The report calls for the BCoE to “help reduce administrative burdens by developing standardised templates for key documents such as data-sharing and non-disclosure agreements and offer training in the commercial and operational aspects of running bus services”.
Find out more about the Bus Centre of Excellence come at Quality Bus in Portsmouth on 23 and 24 September
Elsewhere in the report, MPs call on the DfT to develop a clear strategy for consistent, transparent setting of bus fares at local level within 12 months. They noted that bus fare caps, launched in January 2023, have helped bus ridership in largely rural areas rise by 10.1%. But bus fare caps, “though positive, are only a short-term measure”.
More must be done to encourage young people to travel by bus, says the report. “England’s patchwork of local youth concessions requires a coherent national approach to ensure fair access and to drive economic growth and equal opportunity.”
The DfT’s review of the English National Concessionary Travel Scheme should consider piloting a free bus pass for under-22s, valid for travel at any time of day, the committee recommends.
The committee points out that bus service patronage has been falling. DfT data shows that the number of bus journeys taken in England outside of London fell from?4.6bn in 2009 to 3.6bn?in 2024, a reduction of 21.7%. The County Councils Network reported that, between 2019 and 2024, bus services decreased by 18% on average in areas covered by county and unitary councils.
“Despite this period of decline, buses remain the most-used form of public transport in the country,” says the report.
“The Government now seeks to turn the sector’s poor fortunes around with provisions in its Bus (No.2) Services Bill.”
The legislation aims to: make it easier for more councils to set up franchised services; to support collaborations between private bus firms and councils under Enhanced Partnerships; and to provide a definition of and require local authorities to list ‘socially necessary services’.
Transport Committee Chair Ruth Cadbury MP said: “Buses are fundamental to many people’s quality of life. Without them, residents on low incomes, older and younger people, face social exclusion or being cut off from employment and services like hospitals or education. In many areas that is tragically already the case.”

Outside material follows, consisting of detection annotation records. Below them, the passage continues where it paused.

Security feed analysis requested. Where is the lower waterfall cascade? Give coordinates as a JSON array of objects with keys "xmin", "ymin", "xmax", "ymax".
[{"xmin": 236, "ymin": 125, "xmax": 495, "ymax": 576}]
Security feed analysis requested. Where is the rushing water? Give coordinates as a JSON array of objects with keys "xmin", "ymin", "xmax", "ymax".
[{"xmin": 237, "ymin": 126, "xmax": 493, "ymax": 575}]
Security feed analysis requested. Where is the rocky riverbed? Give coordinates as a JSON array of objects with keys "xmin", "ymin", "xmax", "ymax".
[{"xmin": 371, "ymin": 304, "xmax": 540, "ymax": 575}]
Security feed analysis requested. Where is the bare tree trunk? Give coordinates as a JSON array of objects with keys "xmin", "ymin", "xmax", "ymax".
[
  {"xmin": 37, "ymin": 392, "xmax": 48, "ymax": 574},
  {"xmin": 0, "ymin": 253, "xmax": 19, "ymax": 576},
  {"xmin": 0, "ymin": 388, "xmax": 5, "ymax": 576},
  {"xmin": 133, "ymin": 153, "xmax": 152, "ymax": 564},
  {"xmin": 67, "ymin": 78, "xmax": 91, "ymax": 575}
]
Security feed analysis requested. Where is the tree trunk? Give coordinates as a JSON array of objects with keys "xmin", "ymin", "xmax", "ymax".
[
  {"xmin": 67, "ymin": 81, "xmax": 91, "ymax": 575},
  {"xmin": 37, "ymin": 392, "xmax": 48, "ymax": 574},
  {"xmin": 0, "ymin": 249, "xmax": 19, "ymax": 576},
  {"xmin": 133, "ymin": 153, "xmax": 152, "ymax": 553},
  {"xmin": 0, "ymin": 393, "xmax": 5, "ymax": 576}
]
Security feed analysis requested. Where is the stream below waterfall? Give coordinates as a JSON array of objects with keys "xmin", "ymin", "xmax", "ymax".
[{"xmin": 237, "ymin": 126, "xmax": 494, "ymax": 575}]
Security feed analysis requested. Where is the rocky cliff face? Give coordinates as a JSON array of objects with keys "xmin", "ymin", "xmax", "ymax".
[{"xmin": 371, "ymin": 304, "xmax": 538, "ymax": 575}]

She calls for a change in the funding model to ensure councils and bus firms would be committed to running socially necessary services. The DfT should also adopt an ambition for all councils to develop and maintain a minimum level of public transport connectivity. “To achieve this the sector will need greater financial certainty, which is why we say the Government should announce funding in five-year blocks,” said Cadbury.
“Those most affected by unreliable or even non-existent buses include the young, who need them to get to school, college, university and their first jobs. Denying young people these experiences denies them their life chances. We call for a universal, free bus pass for all under-22s to equalise opportunity.”
Cadbury added: “Franchising works for London and Manchester but is unlikely to be a silver bullet for the rest of the country. Many local councils’ workforces now lack the skills and capacity to suddenly start overseeing bus services. We therefore say that the Bus Centre of Excellence should be expanded to provide more targeted support and training.